Obrador is leading in the polls and is certain to win. "I wanted
reassurance that the new government would limit its revenge on the figureheads
of the old regime—such as my father—to humiliation rather than
persecution." However, the years in American universities have made
Sebastián a good liberal, he actually wants the Mexican leftists to win. In a
letter that he writes to his teacher in Iowa City: "And if the left wins
the election, it will probably fail as well—though part of me wants to hope
otherwise, even if my family must pay." (In reality, Medina Mora's father
was charged with crimes after the election, charges that were later dropped due
to lack of evidence. Critic Levi Vonk, writing for Jacobin, says of him,
"it is not hyperbole to say he is one of the most disgraced politicians in
all of Mexico today." (Of course it is hyperbole.))

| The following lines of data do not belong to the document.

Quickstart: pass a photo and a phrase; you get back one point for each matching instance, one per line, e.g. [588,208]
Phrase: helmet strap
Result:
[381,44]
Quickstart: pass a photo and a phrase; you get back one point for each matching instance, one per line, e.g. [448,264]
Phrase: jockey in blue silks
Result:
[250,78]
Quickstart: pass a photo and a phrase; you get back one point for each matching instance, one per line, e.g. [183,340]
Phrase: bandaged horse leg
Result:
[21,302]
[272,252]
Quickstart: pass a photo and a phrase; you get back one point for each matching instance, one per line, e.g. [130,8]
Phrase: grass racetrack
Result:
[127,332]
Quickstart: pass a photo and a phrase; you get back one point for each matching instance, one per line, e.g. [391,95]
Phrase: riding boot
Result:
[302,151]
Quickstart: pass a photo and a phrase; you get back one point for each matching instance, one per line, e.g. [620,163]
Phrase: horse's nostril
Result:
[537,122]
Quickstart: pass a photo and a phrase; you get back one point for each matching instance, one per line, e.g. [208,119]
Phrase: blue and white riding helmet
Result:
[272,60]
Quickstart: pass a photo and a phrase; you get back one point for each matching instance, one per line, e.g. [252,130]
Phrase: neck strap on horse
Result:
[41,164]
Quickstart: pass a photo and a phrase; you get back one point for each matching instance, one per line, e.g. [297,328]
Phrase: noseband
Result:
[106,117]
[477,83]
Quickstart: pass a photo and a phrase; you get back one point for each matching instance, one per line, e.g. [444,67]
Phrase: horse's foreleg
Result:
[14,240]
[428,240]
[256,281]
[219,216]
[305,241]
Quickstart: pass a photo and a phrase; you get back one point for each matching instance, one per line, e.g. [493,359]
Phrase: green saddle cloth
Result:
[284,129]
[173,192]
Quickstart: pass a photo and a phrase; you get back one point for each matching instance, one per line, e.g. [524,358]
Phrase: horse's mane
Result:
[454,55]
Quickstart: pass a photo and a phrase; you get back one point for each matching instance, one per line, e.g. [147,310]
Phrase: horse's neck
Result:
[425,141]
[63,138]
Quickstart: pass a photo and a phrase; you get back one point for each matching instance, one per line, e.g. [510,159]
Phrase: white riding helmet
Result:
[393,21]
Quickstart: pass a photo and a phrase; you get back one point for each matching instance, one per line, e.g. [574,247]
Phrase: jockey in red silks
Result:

Medina-Mora has said that the 2016 election of Donald Trump and the 2018 election of Andrés Manuel López Obrador changed his life, "interrupted by History with a capital H." He even goes so far as to say he no longer understood his life and that's when the idea for América del Norte took hold. This of course reeks of self-importance, all the more so when he portrays himself as a victim in the novel. (A white male student at Iowa spits at Sebastián as he walks by, immigration officers giving him a hard time, guilt over his privilege.) This would have been a better book if it were nonfiction, but maybe Medina Mora thought that truth could only be told through fiction. It's more likely he was trying to escape truth.